Dieser Entscheid wirft zahlreiche Fragen auf: für Grossbritannien, für die EU, für die Schweiz. Viele dieser Fragen werden erst in den kommenden Monaten, ja sogar Jahren beantwortet werden. Wir können aber schon jetzt sagen, was die Absichten der Schweiz gegenüber Grossbritannien und gegenüber der EU sind.

Einerseits will der Bundesrat in seinen Beziehungen zu Grossbritannien proaktiv und konstruktiv handeln. Unsere Länder sind wichtige Partner: Der Handelsaustausch beläuft sich jährlich auf fast 20 Milliarden Franken, und in Grossbritannien leben etwa 35 000 Schweizer Staatsangehörige. Die Beziehungen sind so eng, dass es zwischen unseren beiden Ländern täglich 150 Flugverbindungen gibt (alle zehn Minuten ein Flug!). Der Bundesrat beabsichtigt, diese engen Beziehungen zu erhalten. Sie müssen aber mit neuen Abkommen kodifiziert werden. Zu diesem Zweck führt der Bundesrat einen Dialog mit der britischen Regierung.

Der Bundesrat will zudem auch Lösungen für die Beziehungen zwischen der Schweiz und der EU finden. Wir führen seit mehreren Monaten Gespräche, die diesen Frühling in Erwartung der britischen Volksabstimmung vorübergehend gebremst wurden. Nun stehen wir am Scheideweg. Der Bundesrat hat seine Bemühungen um eine gemeinsame Lösung mit der EU bis Ende Jahr verstärkt. Eine solche Lösung ist der einzige Weg, um kurzfristig die Rechtssicherheit zu gewährleisten, die die Unternehmen brauchen, und ein günstiges Investitionsklima und damit in der Schweiz und in der EU und vor allem in unseren Nachbarländern auch Arbeitsplätze zu schaffen.

Auch in diesem Zusammenhang hat die Schweiz und die EU alles Interesse daran, dass die internationale Rechtsordnung klar und verlässlich ausgehandelt und organisiert wird. Weder die Schweiz noch die EU haben mit reiner Machtpolitik etwas zu gewinnen.

Wegen der neuen Ausgangslage, die durch die britische Abstimmung geschaffen wurde, wird sich die gemeinsame Lösungssuche noch schwieriger gestalten. Aber ist es sinnvoll zu warten, bis sich das Problem noch verschlimmert hat? Wäre es nicht klüger und vor allem eher im Interesse der Bevölkerung in der Schweiz und der EU, diese Probleme mit etwas mehr Pragmatismus anzugehen? Nach Auffassung des Bundesrats ist für die Schweiz und die EU die Zeit gekommen, den Durchbruch zu schaffen, Antworten auf die Fragen zur Zukunft der Beziehungen zwischen der Schweiz und der EU zu finden, Lösungen, die für die Bevölkerung beider Länder von gemeinsamem Interesse sind.

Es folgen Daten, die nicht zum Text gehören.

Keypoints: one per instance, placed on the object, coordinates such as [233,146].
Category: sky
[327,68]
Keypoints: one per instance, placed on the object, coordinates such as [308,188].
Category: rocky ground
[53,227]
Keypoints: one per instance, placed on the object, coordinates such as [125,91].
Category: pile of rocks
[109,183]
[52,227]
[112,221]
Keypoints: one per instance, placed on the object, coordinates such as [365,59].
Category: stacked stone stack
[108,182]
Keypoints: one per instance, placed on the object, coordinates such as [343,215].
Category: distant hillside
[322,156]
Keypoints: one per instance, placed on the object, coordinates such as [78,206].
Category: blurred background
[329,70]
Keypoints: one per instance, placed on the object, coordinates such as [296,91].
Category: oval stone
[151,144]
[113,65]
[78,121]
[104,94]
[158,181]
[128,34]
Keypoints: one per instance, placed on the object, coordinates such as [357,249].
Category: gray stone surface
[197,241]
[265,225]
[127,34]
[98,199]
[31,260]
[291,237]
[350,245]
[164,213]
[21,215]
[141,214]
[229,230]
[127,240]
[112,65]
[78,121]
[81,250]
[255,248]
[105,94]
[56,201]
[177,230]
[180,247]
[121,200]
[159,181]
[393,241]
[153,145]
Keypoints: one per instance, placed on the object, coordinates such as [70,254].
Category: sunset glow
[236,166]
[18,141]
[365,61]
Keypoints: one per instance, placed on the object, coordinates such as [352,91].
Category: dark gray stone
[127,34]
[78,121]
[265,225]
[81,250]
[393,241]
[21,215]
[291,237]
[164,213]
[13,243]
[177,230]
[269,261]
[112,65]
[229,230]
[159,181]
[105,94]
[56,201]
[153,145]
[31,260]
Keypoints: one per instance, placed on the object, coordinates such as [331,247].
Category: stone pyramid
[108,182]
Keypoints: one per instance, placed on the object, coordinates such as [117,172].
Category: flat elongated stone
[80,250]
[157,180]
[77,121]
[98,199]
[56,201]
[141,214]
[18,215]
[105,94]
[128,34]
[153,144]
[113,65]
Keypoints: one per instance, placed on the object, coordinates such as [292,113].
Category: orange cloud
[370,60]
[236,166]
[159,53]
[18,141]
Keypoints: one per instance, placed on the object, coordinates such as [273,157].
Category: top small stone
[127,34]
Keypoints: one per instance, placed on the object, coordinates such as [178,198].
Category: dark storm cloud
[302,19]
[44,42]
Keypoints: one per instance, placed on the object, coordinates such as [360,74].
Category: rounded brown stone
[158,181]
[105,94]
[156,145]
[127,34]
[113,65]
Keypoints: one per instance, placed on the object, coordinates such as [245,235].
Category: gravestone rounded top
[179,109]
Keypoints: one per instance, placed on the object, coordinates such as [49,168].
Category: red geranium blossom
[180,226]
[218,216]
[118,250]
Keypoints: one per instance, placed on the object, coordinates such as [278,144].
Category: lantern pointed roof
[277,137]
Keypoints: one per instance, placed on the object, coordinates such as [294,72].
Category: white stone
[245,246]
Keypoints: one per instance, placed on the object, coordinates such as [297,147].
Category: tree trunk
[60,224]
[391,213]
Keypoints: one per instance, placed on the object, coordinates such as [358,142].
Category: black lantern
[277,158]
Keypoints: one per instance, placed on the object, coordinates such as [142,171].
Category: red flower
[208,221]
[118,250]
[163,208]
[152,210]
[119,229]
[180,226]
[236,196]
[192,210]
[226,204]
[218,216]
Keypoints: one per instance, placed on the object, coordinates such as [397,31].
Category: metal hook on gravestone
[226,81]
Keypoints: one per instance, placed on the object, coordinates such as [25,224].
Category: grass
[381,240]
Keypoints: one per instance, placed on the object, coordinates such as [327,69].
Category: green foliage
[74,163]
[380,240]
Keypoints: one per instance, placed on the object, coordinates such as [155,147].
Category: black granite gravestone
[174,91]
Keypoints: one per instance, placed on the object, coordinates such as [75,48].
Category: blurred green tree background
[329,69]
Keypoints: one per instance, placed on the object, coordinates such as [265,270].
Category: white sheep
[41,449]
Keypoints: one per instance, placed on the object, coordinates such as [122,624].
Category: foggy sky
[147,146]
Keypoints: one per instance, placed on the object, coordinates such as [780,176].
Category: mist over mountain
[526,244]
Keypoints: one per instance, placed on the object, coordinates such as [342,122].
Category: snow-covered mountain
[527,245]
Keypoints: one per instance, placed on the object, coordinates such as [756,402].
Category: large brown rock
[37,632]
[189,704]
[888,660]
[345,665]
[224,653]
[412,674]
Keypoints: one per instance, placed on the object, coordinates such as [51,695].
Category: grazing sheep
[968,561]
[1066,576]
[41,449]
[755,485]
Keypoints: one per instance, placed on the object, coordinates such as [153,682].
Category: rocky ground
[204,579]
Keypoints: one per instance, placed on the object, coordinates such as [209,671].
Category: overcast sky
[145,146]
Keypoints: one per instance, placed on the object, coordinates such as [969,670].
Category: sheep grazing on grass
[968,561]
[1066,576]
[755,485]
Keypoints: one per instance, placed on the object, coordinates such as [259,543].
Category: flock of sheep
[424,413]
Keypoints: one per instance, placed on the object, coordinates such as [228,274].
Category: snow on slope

Die Schweiz und die EU sind übereingekommen, die Gespräche auf technischer Ebene zu intensivieren. Das britische Referendum hat die Gespräche nicht blockiert, im Gegenteil: Es hat sie beschleunigt, denn es gibt nun ein Zeitfenster bis Ende Jahr, in dem eine Lösung gefunden werden muss. Auch hier liegt die Zukunft in unseren Händen. Wollen wir eine Krise herbeireden? Oder wollen wir auf Lösungen hinarbeiten?

Parallel dazu führen wir die Verhandlungen über ein institutionelles Abkommen weiter. Auch hier geht es darum, die Rechtssicherheit zu gewährleisten und einen langfristigen, klaren und verlässlichen Rechtsrahmen zu schaffen. Dieses Abkommen zur Stärkung der Rechtssicherheit soll den bilateralen Weg langfristig sicherstellen und weiterentwickeln, damit auch unsere Kinder und Enkel davon profitieren können.

Das Abkommen ist noch nicht unter Dach und Fach. Es würde in der Schweiz heute auch keine Mehrheit finden. Aber wenn es gut ist, kann es mehrheitsfähig werden. Das Abkommen wird uns nämlich einen dauerhaften Zugang zum Binnenmarkt verschaffen, auch in neuen Bereichen, und es wird sicherstellen, dass unsere Wirtschaftsakteure nicht diskriminiert werden.

Die Schweiz hat bereits die Grundzüge einer Lösung ausgehandelt, die unsere Souveränität garantiert und die Zukunft des bilateralen Wegs sichert: dynamische, aber nicht automatische Rechtsübernahme, Mitwirkung bei der Ausarbeitung des Rechts, Überwachung des Abkommens in unserem Land durch Schweizer Behörden, und bei Streitigkeiten entscheidet der Gemischte Ausschuss und kein Gerichtshof. Es gibt aber noch offene Fragen. Wenn das Abkommen fertig ausgehandelt ist und den Vorstellungen des Bundesrats entspricht, wird es zuerst dem Parlament und danach dem Volk zur Abstimmung vorgelegt.

Der Bundesrat will keine Verknüpfung des Abkommens mit der Frage der Personenfreizügigkeit. Diese muss auf jeden Fall zuerst geregelt werden, da die zeitlichen Vorgaben für die Genehmigung sehr unterschiedlich sind. Heute ist es jedoch nicht möglich, mit der EU über die Freizügigkeit zu diskutieren, ohne gleichzeitig über ein institutionelles Abkommen zu verhandeln.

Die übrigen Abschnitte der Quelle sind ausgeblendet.